Chasing Pigs and Mardi Gras Beads
Sara was born in Rochester, N.Y. and grew up in Marthasville, Mo. The second oldest of eight children, Sara spent her younger days on the family hog farm, chasing pigs and doing chores. She attended St. Francis Borgia Regional High School in Washington, Mo., where she played the clarinet in the marching band and worked on the school paper and yearbook using the original “cut and paste” technology.

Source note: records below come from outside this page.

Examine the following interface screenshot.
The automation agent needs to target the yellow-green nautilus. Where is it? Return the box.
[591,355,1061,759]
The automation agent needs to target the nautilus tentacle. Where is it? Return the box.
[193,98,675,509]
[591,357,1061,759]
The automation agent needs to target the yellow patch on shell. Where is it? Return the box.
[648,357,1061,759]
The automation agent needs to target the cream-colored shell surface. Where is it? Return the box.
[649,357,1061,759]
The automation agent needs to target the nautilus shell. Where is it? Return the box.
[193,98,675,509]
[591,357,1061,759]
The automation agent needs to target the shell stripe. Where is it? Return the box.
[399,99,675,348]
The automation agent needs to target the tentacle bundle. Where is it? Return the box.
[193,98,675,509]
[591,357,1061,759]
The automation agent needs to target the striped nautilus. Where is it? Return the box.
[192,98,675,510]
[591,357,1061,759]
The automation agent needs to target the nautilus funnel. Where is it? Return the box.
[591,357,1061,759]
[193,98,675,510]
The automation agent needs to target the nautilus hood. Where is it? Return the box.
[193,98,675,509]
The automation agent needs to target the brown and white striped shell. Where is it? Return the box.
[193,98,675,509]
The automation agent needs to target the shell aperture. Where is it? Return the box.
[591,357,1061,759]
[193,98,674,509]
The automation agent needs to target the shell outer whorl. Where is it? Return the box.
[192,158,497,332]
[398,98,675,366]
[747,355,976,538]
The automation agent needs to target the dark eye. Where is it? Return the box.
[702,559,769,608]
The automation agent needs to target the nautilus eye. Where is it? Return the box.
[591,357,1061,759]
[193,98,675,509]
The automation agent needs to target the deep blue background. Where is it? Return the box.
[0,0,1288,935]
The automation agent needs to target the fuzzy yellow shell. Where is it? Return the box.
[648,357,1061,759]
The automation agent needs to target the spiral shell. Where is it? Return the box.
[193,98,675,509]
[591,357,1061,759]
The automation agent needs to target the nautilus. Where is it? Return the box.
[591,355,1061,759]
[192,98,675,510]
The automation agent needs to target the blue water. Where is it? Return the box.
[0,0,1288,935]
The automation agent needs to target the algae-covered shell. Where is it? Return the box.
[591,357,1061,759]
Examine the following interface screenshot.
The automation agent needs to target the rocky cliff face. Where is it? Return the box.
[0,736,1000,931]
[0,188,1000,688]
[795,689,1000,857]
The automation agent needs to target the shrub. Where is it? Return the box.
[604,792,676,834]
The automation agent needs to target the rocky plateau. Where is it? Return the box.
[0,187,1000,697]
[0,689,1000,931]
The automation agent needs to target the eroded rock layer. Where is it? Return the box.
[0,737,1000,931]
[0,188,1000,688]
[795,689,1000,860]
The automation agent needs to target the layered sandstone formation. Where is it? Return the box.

Sara received her bachelor’s degree in communications at Loyola University in New Orleans in 1993. She was a Presidential Scholar in the honors program, a writer at the award-winning paper, The Maroon, and an enthusiastic fan of Jazz Fest and Mardi Gras.
Although Sara arrived on campus aspiring to be a TV producer for “Sesame Street,” she quickly developed a nose for news. She became a stringer at The Times-Picayune, writing the paper’s first story on the then-unknown phenomenon we now call the Internet.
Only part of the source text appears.